Que retenir de ses principaux livres ?
– Madame BOVARY est le plus connu. Il l’a rendu célèbre.
Il paraît d’abord en feuilleton dans «  La Revue de Paris » en 1856  puis sous forme de livre en avril 1857 . C’est aussitôt un véritable phénomène éditorial : 15 .000 exemplaires sont vendus dès le mois de juin.
Cet ouvrage raconte l’histoire d’une femme de médecin de province qui , pour tromper son ennui , vit au-dessus de ses moyens et entretient des relations adultères; elle finira  par se suicider .
Oeuvre de premier plan de la littérature française, mêlant réalisme et romantisme, mouvements entre lesquels Gustave Flaubert n’aura de cesse d’évoluer , Madame BOVARY est aujourd’hui encore le  synonyme d’une existence incompatible avec une vie ordinaire.
Le succès de ce livre est amplifié par le procès intenté à son auteur  pour outrage à la  morale publique et religieuse ainsi qu’aux bonnes moeurs.  Gustave Flaubert est finalement acquitté .
– SALAMMBO est son second livre majeur .
Il paraît en novembre 1862  et il s’inscrit dans un style résolument romantique . Roman historique, il relate un épisode des Guerres Puniques.
Nous sommes au IIIè siècle avant notre ère. L’histoire se déroule à Carthage , alors en lutte   contre les  mercenaires chargés de la défendre contre l’armée romaine. Le conflit provient du non-règlement de la solde de ces combattants.

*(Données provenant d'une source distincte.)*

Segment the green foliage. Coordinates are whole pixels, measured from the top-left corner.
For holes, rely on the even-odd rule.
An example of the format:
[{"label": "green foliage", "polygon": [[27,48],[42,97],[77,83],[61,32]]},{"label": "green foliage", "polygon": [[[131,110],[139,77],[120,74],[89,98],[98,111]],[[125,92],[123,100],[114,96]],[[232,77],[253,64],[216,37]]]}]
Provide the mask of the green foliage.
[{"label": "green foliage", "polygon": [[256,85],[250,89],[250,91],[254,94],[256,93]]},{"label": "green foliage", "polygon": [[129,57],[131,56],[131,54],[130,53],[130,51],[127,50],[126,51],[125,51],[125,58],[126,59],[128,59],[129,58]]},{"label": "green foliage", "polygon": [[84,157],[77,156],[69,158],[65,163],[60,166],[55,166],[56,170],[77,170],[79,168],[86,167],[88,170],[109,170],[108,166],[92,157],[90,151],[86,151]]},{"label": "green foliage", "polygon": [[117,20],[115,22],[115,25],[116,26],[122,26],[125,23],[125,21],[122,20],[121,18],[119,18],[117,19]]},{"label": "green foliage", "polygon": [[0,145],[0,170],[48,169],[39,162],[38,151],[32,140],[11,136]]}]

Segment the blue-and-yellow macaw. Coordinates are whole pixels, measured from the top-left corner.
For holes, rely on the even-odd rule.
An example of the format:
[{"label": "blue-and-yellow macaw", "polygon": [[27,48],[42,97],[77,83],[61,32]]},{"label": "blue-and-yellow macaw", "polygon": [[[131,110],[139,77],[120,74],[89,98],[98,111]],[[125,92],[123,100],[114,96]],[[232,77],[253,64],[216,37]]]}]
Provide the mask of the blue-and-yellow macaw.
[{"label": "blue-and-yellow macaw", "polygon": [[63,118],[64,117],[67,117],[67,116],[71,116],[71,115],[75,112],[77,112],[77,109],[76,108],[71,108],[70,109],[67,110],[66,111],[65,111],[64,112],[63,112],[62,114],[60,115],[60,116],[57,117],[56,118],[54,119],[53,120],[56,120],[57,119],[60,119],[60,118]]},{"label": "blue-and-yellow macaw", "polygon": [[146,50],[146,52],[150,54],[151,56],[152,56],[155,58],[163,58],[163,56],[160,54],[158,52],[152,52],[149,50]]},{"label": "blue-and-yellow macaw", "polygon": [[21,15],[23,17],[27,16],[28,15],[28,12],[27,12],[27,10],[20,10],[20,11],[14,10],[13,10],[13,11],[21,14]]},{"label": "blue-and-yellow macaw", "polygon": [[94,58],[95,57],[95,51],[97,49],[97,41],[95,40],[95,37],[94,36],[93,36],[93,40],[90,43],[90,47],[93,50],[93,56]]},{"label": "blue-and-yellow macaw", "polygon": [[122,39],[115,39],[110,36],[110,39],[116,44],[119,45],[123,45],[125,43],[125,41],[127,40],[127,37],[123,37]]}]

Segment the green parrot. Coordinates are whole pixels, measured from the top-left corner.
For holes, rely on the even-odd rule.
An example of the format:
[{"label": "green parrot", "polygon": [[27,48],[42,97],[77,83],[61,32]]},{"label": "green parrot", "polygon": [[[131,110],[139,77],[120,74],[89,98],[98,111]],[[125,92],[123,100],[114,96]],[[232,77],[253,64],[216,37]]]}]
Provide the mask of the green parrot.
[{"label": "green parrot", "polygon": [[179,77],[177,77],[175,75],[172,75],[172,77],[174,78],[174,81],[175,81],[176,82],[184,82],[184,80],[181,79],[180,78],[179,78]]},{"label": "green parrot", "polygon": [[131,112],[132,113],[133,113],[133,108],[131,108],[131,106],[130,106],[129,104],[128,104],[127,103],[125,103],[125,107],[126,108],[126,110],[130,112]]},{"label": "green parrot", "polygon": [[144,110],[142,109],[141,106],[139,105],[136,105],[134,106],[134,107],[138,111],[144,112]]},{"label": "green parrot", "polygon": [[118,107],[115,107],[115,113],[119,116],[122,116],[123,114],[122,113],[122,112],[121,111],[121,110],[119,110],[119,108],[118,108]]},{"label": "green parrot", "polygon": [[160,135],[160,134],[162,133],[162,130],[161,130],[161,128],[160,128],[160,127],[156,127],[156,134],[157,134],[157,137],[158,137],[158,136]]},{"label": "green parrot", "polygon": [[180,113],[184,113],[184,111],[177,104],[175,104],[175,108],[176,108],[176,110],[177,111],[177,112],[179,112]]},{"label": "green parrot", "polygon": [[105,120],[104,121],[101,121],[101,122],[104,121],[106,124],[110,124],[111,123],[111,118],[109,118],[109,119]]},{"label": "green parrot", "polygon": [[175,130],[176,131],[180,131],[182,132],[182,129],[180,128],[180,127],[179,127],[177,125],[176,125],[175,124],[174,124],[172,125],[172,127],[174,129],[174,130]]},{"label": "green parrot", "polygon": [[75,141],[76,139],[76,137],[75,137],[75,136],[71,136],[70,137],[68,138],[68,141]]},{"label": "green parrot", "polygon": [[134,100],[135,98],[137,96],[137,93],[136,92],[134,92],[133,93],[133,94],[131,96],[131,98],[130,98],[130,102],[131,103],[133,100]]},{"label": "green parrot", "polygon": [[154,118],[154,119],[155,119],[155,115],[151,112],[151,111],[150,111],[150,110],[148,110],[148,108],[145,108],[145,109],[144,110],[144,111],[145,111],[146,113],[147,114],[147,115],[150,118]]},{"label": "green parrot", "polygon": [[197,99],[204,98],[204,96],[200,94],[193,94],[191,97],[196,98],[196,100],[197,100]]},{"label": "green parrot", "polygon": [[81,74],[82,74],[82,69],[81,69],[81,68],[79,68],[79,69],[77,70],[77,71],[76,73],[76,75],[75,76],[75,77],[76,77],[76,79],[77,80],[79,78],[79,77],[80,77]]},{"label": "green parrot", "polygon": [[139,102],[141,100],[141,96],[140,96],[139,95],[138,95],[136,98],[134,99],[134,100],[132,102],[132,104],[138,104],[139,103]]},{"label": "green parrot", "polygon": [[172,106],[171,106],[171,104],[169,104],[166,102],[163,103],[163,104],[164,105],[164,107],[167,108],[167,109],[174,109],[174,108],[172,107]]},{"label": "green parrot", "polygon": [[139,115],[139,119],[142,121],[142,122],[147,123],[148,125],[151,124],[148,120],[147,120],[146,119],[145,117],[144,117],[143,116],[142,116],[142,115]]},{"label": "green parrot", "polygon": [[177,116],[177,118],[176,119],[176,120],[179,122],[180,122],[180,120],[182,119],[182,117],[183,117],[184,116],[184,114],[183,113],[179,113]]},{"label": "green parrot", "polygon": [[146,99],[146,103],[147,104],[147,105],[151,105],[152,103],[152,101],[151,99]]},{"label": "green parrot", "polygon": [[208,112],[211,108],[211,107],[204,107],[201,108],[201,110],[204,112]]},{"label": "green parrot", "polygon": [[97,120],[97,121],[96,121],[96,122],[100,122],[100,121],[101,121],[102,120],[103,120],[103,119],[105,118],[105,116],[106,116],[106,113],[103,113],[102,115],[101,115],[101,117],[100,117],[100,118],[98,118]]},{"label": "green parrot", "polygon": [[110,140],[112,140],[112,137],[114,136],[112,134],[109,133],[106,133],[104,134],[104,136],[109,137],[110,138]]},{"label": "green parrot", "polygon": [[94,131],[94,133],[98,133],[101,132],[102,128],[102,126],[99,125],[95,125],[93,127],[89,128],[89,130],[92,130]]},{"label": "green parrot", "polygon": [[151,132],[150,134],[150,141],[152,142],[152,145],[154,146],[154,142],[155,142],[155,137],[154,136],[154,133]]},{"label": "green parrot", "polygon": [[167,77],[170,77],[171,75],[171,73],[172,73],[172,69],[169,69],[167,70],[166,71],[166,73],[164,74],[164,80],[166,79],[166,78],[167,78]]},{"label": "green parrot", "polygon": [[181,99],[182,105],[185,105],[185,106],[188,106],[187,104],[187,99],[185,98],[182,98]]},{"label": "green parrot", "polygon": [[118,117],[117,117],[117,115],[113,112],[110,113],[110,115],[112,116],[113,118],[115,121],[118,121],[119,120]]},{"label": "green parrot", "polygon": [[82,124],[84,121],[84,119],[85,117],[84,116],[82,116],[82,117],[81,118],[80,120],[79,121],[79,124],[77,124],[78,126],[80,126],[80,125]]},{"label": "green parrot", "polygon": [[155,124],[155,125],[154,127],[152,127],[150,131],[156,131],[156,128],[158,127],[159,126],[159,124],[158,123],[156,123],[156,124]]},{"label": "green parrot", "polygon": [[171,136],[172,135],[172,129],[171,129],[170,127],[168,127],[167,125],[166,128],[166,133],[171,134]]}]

L’aspect historique est enrichi par une intrigue sentimentale mêlant Salammbô, la fille du Général carthaginois, et les chefs des mercenaires.
L’ouvrage rencontre un excellent accueil dans le public chez qui il fait sensation.
– L’EDUCATION SENTIMENTALE est le dernier livre de cette « trilogie ». Il est publié en novembre 1869.
Autre roman historique, mais de mouvance réaliste, il met en scène un jeune homme quittant sa province pour « monter » à Paris  terminer ses études ; il découvre une nouvelle vie  qui forgera son éducation  : Le Paris pré-révolutionnaire des années 1840 qui annoncent la fin de la Monarchie de Juillet lui fait découvrir l’amour…
Ce roman remarquablement bien écrit rencontre une critique  négative que l’auteur ne comprendra jamais.
Gustave Flaubert demeurera comme celui qui a fait cohabiter le réalisme et le romantisme
Il souffre depuis début 1844 d’une épilepsie partielle avec hallucinations, qui semble disparaître dans la seconde partie de sa vie. C’est un bon vivant qui apprécie beaucoup la table, les vins et le tabac. Célibataire endurci, on lui connaît plusieurs liaisons féminines, mais c’est sa mère qui restera la femme de sa vie.
Il est par ailleurs en proie à des difficultés financières vers la fin de sa vie.
Il  meurt à 58 ans le 8 mai 1880 dans sa retraite normande de Croisset , d’une hémorragie cérébrale   alors qu’il venait de terminer sa dernière oeuvre, Bouvard et Pécuchet.
Il restera une figure essentielle de la littérature française.